Note 5 - Income Taxes
As of March 31, 2016, the Company has an operating loss carry forward of approximately $1 million which expires commencing in 2035.
Note 6 – Commitments and contingencies
MD Anderson – IntertechBio Agreement
On August 11, 2015, the Company acquired the rights and obligations under the Patent and Technology License Agreement entered into between IntertechBio and MD Anderson dated April 2, 2012. Pursuant to the agreement, IntertechBio obtained a royalty-bearing, worldwide, exclusive license to intellectual property including patent rights related to the Company’s drug product candidate, WP1122. Under the agreement, IntertechBio agreed to pay annual maintenance fee in the amount of $10,000 on the first anniversary of the effective date of the agreement, $20,000 on the second anniversary of the effective date of the agreement, $40,000 on the third anniversary of the effective date of the agreement, $60,000 on the fourth anniversary of the effective date of the agreement (this payment was not made at that time and the parties entered into an amendment to defer this payment until the earlier of May 31, 2016 or four days after the IPO), $80,000 on the fifth anniversary of the effective date of the agreement and $100,000 on the sixth anniversary of the effective date of the agreement, except that such payments will no longer be due upon the first sale of a licensed product.
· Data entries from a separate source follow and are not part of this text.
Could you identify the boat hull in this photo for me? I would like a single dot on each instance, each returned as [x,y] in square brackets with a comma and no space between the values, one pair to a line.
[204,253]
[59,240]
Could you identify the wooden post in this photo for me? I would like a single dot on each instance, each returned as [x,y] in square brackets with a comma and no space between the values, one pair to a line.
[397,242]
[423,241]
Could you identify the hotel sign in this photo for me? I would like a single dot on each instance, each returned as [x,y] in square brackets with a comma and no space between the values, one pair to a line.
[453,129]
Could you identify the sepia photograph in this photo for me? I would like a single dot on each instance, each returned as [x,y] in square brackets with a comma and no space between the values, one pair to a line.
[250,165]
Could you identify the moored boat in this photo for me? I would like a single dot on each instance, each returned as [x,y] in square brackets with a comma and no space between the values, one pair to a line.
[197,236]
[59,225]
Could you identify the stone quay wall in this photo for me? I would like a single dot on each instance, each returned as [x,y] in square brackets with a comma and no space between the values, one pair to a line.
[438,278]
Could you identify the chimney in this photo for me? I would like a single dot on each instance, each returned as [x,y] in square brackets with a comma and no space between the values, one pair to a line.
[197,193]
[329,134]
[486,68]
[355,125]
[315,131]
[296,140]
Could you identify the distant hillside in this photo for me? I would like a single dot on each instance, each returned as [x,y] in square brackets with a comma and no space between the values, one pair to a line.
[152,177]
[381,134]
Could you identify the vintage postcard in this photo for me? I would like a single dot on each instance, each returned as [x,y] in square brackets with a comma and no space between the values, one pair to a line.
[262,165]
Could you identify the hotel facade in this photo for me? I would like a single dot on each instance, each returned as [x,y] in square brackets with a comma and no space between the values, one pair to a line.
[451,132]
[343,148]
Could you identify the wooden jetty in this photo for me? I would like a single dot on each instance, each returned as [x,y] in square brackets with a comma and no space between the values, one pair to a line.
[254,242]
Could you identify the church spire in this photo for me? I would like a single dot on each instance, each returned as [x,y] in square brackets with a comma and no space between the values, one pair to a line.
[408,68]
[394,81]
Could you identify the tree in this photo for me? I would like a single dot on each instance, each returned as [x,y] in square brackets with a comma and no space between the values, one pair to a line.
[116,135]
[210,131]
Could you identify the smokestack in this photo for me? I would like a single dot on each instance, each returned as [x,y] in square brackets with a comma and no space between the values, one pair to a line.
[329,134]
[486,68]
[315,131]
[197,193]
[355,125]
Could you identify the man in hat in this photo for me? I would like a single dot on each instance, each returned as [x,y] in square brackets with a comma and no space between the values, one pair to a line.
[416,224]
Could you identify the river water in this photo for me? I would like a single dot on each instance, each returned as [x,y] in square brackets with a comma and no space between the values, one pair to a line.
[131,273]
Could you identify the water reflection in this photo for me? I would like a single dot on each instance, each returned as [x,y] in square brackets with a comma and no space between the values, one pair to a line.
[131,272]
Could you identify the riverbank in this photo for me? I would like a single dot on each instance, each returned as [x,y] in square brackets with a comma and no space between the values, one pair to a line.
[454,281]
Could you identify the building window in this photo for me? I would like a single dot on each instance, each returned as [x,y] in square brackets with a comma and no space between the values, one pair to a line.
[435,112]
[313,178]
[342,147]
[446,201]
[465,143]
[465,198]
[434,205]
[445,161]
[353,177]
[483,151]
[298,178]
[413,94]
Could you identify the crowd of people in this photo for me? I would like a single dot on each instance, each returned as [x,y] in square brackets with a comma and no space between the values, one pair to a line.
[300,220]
Under the agreement, IntertechBio also agreed to make a minimum annual royalty in the amount of $200,000 for the first anniversary following the first sale of a licensed product, $400,000 for the second anniversary following the first sale of a licensed product, and $600,000 for the third year following the first sale of a licensed product. IntertechBio also agreed to make certain milestone payments. On October 19, 2015, pursuant to an amendment, the Company will pay milestone payments as follows:
Phase | Amount | |||
Commencement of Phase II Study for a licensed product | $ | 200,000 | ||
Commencement of Phase III Study for a licensed product | $ | 250,000 | ||
Filing of a New Drug Application for a licensed product | $ | 400,000 | ||
Receipt of market approval for a licensed product | $ | 500,000 |
MD Anderson has the right to terminate the agreement upon advanced notice in the event of a default by IntertechBio. The agreement will also be terminated immediately upon IntertechBio’s insolvency. Additionally, per the October 2015 amendment to the agreement, MD Anderson has the right to terminate the license agreement if (i) a preclinical toxicology program for a licensed product is not initiated within one year of the effective date of the amendment, (ii) an investigational new drug application is not filed with the Food and Drug Administration for a Phase I study for a licensed product within three years of the effective date of the amendment, or (iii) a Phase I study for a licensed product is not commenced within five years of the effective date of the amendment. The agreement will expire upon the expiration of the licensed intellectual property. The rights obtained by the Company pursuant to the agreement are made subject to the rights of the U.S. government to the extent that the technology covered by the licensed intellectual property was developed under a funding agreement between MD Anderson and the U.S. government. All out-of-pocket expenses incurred by MD Anderson in filing, prosecuting and maintaining the licensed patents have been and shall continue to be assumed by the Company.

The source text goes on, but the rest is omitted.